The record low occurred last year, when the extent of sea ice was 20 percent lower than the average found from 1978 to 2001.
Only a change in weather prevented a new record from being set this year, the research team said.
"If fairly cool and stormy conditions hadn't appeared in August and slowed the rate of summer ice loss, I feel certain that 2006 would have surpassed last year's record low for September sea ice," said Serreze.
The pace of melting is also accelerating, the researchers report. Arctic sea ice melted at a rate of 6.5 percent per decade from 1979, when scientists first began official measurements, through 2001. That rose to 7.3 percent after 2002, reached 8 percent last year and is now at 8.6 percent - equivalent to 23.3 million square miles.
These latest measurements add to the concern that ice melt is accelerating due to a "positive feedback loop."
"Melting ice means more of the dark ocean is exposed, allowing it to absorb more of the sun's energy, further increasing air temperatures, ocean temperatures, and ice melt," explained CU-Boulder scientist Ted Scambos. "It seems that this feedback, which is a major reason for the pronounced effects of greenhouse warming in the arctic, is really starting to kick in."
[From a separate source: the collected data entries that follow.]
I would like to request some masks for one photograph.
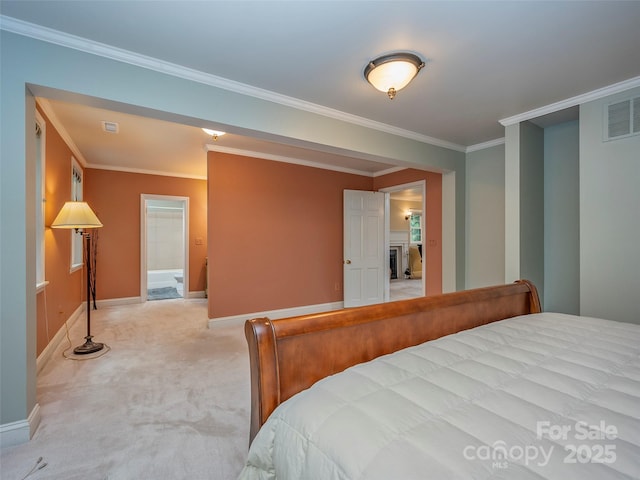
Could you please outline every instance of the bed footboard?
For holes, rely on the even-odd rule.
[[[444,335],[540,311],[535,286],[519,280],[279,320],[247,320],[250,441],[281,402],[321,378]]]

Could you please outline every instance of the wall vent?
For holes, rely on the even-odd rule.
[[[118,133],[118,131],[120,130],[120,127],[116,122],[103,121],[102,130],[104,130],[107,133]]]
[[[607,105],[605,140],[617,140],[640,133],[640,97]]]

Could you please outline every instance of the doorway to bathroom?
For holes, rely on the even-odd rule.
[[[189,292],[189,198],[142,194],[140,293],[143,302]]]

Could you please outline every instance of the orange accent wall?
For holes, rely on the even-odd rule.
[[[37,354],[64,326],[84,297],[84,270],[70,273],[71,231],[49,228],[51,222],[71,199],[72,152],[42,110],[46,124],[45,145],[45,280],[49,284],[36,299]]]
[[[104,227],[98,230],[96,297],[140,296],[140,195],[189,197],[189,290],[205,288],[207,181],[87,168],[86,201]],[[202,244],[196,245],[196,239]]]
[[[209,318],[342,301],[342,192],[372,178],[217,152],[208,169]]]
[[[70,198],[72,152],[43,116],[49,225]],[[343,190],[422,179],[427,295],[442,291],[440,174],[403,170],[371,178],[215,152],[208,168],[208,186],[206,180],[85,169],[85,199],[105,225],[98,231],[98,299],[140,295],[140,195],[146,193],[190,198],[190,290],[204,290],[209,252],[210,318],[342,301]],[[69,273],[70,232],[47,228],[45,248],[50,283],[37,298],[38,355],[85,298],[84,270]]]
[[[371,178],[217,152],[208,169],[209,318],[342,301],[343,190],[418,180],[427,295],[442,292],[442,175]]]
[[[426,241],[422,250],[426,262],[426,294],[442,293],[442,174],[407,169],[373,179],[373,188],[380,190],[386,187],[405,183],[426,181],[426,198],[423,218],[425,221]]]

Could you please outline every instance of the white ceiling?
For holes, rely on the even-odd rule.
[[[0,12],[8,30],[41,25],[460,150],[503,137],[501,119],[640,84],[638,1],[2,0]],[[427,65],[389,100],[362,72],[398,50]],[[213,142],[195,127],[53,100],[49,108],[90,165],[206,175],[203,148]],[[119,122],[120,133],[102,133],[98,119]],[[368,173],[392,166],[239,135],[215,145]]]

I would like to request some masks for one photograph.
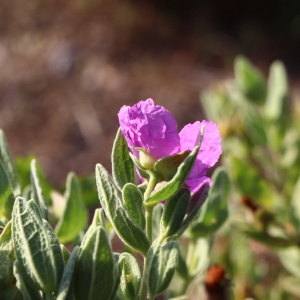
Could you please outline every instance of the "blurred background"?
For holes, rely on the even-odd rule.
[[[111,170],[121,106],[153,98],[180,130],[205,118],[199,92],[237,54],[265,74],[281,59],[293,86],[299,53],[296,0],[2,0],[0,128],[59,187],[70,170]]]

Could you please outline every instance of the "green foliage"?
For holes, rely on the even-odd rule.
[[[75,240],[87,224],[88,214],[83,205],[80,186],[74,173],[69,173],[65,193],[65,207],[55,233],[62,244]]]

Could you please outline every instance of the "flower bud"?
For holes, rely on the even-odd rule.
[[[143,148],[133,148],[134,150],[140,151],[140,163],[145,169],[153,169],[153,166],[157,159],[155,159],[150,153]]]

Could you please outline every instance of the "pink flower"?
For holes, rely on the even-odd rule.
[[[123,106],[118,114],[121,130],[132,153],[139,158],[140,147],[155,159],[193,150],[198,133],[205,125],[204,138],[195,165],[186,181],[192,193],[205,182],[211,181],[205,175],[222,153],[221,136],[212,121],[195,122],[186,125],[178,134],[177,123],[164,107],[155,105],[152,99],[140,101],[133,107]]]

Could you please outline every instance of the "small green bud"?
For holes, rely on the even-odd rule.
[[[147,170],[153,169],[153,166],[156,163],[157,159],[151,156],[151,154],[143,148],[133,148],[133,149],[140,151],[140,163],[142,167]]]

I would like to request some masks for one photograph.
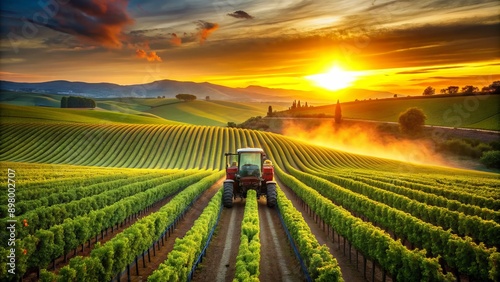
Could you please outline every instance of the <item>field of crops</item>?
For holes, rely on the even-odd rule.
[[[261,147],[274,163],[277,210],[305,277],[339,281],[342,269],[285,190],[299,197],[334,240],[334,234],[341,236],[344,248],[347,241],[349,249],[380,266],[381,279],[500,280],[498,174],[354,155],[234,128],[2,123],[1,130],[2,281],[16,278],[6,263],[12,255],[9,220],[17,220],[17,277],[33,269],[42,270],[44,281],[109,281],[135,268],[138,273],[183,213],[224,176],[223,154],[241,147]],[[15,194],[9,194],[8,183]],[[146,213],[159,201],[158,210]],[[217,192],[148,281],[196,275],[201,257],[211,255],[207,245],[220,202]],[[246,201],[239,225],[233,277],[238,281],[258,279],[262,267],[261,211],[255,203]],[[117,232],[124,224],[130,225]],[[101,244],[108,232],[117,234]],[[66,262],[88,246],[88,255]],[[56,260],[60,267],[54,272]]]

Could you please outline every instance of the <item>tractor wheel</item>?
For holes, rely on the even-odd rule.
[[[222,193],[222,203],[226,208],[233,207],[233,183],[224,182],[224,192]]]
[[[272,208],[276,206],[278,200],[276,199],[276,183],[267,184],[267,206]]]

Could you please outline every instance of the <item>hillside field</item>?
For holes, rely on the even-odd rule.
[[[500,130],[500,95],[479,95],[444,98],[395,98],[341,103],[342,117],[349,119],[397,122],[400,113],[417,107],[427,116],[426,124]],[[329,115],[335,113],[335,104],[298,109],[286,115]]]
[[[110,122],[125,123],[189,123],[206,126],[226,126],[228,122],[242,123],[253,116],[265,116],[271,105],[274,110],[287,108],[286,103],[271,104],[259,102],[227,102],[197,100],[182,102],[177,99],[163,98],[113,98],[96,99],[96,111],[74,109],[55,109],[60,107],[63,95],[36,94],[25,92],[0,92],[0,107],[5,113],[3,119],[24,121],[37,118],[46,120],[75,121],[83,116],[84,122],[99,122],[99,119]],[[13,108],[10,106],[36,106],[36,108]],[[16,110],[22,109],[29,114],[20,116]],[[75,113],[81,111],[82,113]],[[37,117],[38,113],[39,117]],[[74,113],[74,114],[71,114]],[[124,115],[118,115],[119,113]],[[60,118],[57,117],[60,115]],[[47,119],[51,116],[52,118]]]
[[[264,104],[9,101],[0,239],[15,246],[0,246],[1,281],[500,280],[498,173],[204,125]],[[277,206],[249,191],[223,208],[224,153],[245,147],[272,161]]]
[[[283,271],[280,275],[290,271],[271,270],[261,261],[284,251],[278,243],[286,244],[287,236],[277,235],[283,232],[289,232],[297,257],[304,262],[301,274],[293,276],[299,280],[304,275],[320,281],[342,281],[342,277],[353,281],[352,267],[340,266],[349,265],[351,255],[342,256],[331,250],[336,245],[329,249],[317,241],[330,235],[333,239],[328,240],[339,249],[342,245],[344,254],[349,245],[349,253],[355,252],[356,258],[359,253],[373,261],[377,265],[372,267],[375,280],[452,281],[457,275],[465,281],[499,278],[498,174],[355,155],[278,134],[235,128],[22,122],[3,122],[1,128],[0,162],[6,172],[2,181],[15,183],[11,188],[18,190],[15,211],[9,211],[8,187],[2,188],[0,198],[5,204],[0,211],[5,224],[9,217],[19,222],[17,276],[9,275],[8,265],[2,263],[2,280],[16,279],[25,272],[33,277],[37,269],[42,269],[45,281],[75,279],[71,277],[110,280],[116,275],[136,277],[139,271],[147,273],[148,281],[217,275],[213,273],[219,268],[217,263],[194,274],[190,271],[198,255],[227,263],[222,251],[210,251],[208,238],[218,226],[217,218],[233,227],[215,235],[214,244],[241,245],[238,252],[227,254],[230,267],[225,275],[241,280],[266,280],[276,271]],[[282,226],[255,225],[251,218],[269,211],[261,204],[249,207],[253,212],[248,215],[238,212],[239,220],[230,220],[238,208],[222,210],[220,189],[210,188],[224,175],[224,153],[241,147],[261,147],[273,161],[278,207],[261,220],[280,222],[282,216]],[[251,199],[241,205],[253,202]],[[162,204],[149,210],[159,201]],[[196,215],[192,206],[198,207]],[[193,221],[181,219],[185,212],[193,214]],[[139,213],[143,214],[140,220]],[[253,227],[241,224],[247,216]],[[174,243],[169,236],[180,222],[186,233],[175,233],[184,239]],[[322,228],[312,232],[309,226],[316,224]],[[119,231],[108,234],[113,227]],[[243,234],[247,239],[240,240]],[[5,236],[8,234],[2,233],[4,241]],[[100,240],[102,246],[96,247]],[[172,245],[160,250],[160,242],[165,240]],[[85,252],[88,248],[93,250]],[[241,264],[238,253],[243,255],[248,248],[254,251],[245,256],[244,265],[252,267],[235,268]],[[163,252],[153,259],[161,265],[143,268],[143,263],[152,263],[140,262],[145,255],[153,256],[152,250]],[[186,250],[193,255],[185,256]],[[77,251],[85,257],[73,257]],[[8,251],[2,246],[0,252]],[[62,258],[66,255],[71,258],[69,264]],[[5,260],[6,255],[2,257]],[[61,268],[57,274],[52,272],[56,260],[57,269]],[[95,268],[96,262],[104,268]]]

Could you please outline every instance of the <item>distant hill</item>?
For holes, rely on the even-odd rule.
[[[199,100],[203,100],[206,96],[210,96],[210,99],[212,100],[223,101],[291,102],[295,99],[301,99],[316,103],[331,102],[331,99],[329,99],[328,97],[332,97],[332,95],[349,97],[346,99],[348,101],[368,98],[388,98],[394,95],[393,93],[389,92],[379,92],[364,89],[346,89],[332,94],[328,92],[267,88],[262,86],[232,88],[208,82],[197,83],[191,81],[175,81],[167,79],[136,85],[72,82],[65,80],[38,83],[0,81],[0,90],[45,94],[50,93],[61,95],[80,95],[90,98],[156,98],[158,96],[165,96],[165,98],[174,98],[175,95],[179,93],[187,93],[196,95]]]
The researchers found that average air temperatures across most of the Arctic Ocean from January 2006 to August 2006 were about 2 degrees to 7 degrees Fahrenheit warmer than the long-term average across the region over the past 50 years.
Ice extent from January to the middle of July 2006 was well below 2005 conditions and was consistent with the unusually warm air temperatures scientists have been tracking in the arctic in recent years, said Serreze.
High winter temperatures contributed to limited ice growth, and much of the ice that did form was thinner than normal.
"Unusually high temperatures through most of July then fostered rapid melt," Serreze explained. Cooler weather in August slowed the melt, he said, and storm conditions led to wind patterns that helped spread existing ice over a larger area.
But in September temperatures returned to above-normal patterns, which has meant a slow recovery from last month's minimum and indicates the sea ice extent this month could set a new record for the lowest October minimum.
The researchers said one of the most notable features of the 2006 season was the development of a large polynya - an area of persistent open water surrounded by sea ice - that is visible north of Alaska
Calculations show that in early September, the polynya was the size of the state of Indiana, a huge feature never seen in the Arctic before.
Unusual wind patterns and an influx of warmer ocean waters may have caused the polynya to form, the researchers said.
The polynya is not directly attributable to greenhouse warming, according to the NSIDC team, but continued weakening and thinning of sea ice with increased warming could make such features more common in the future.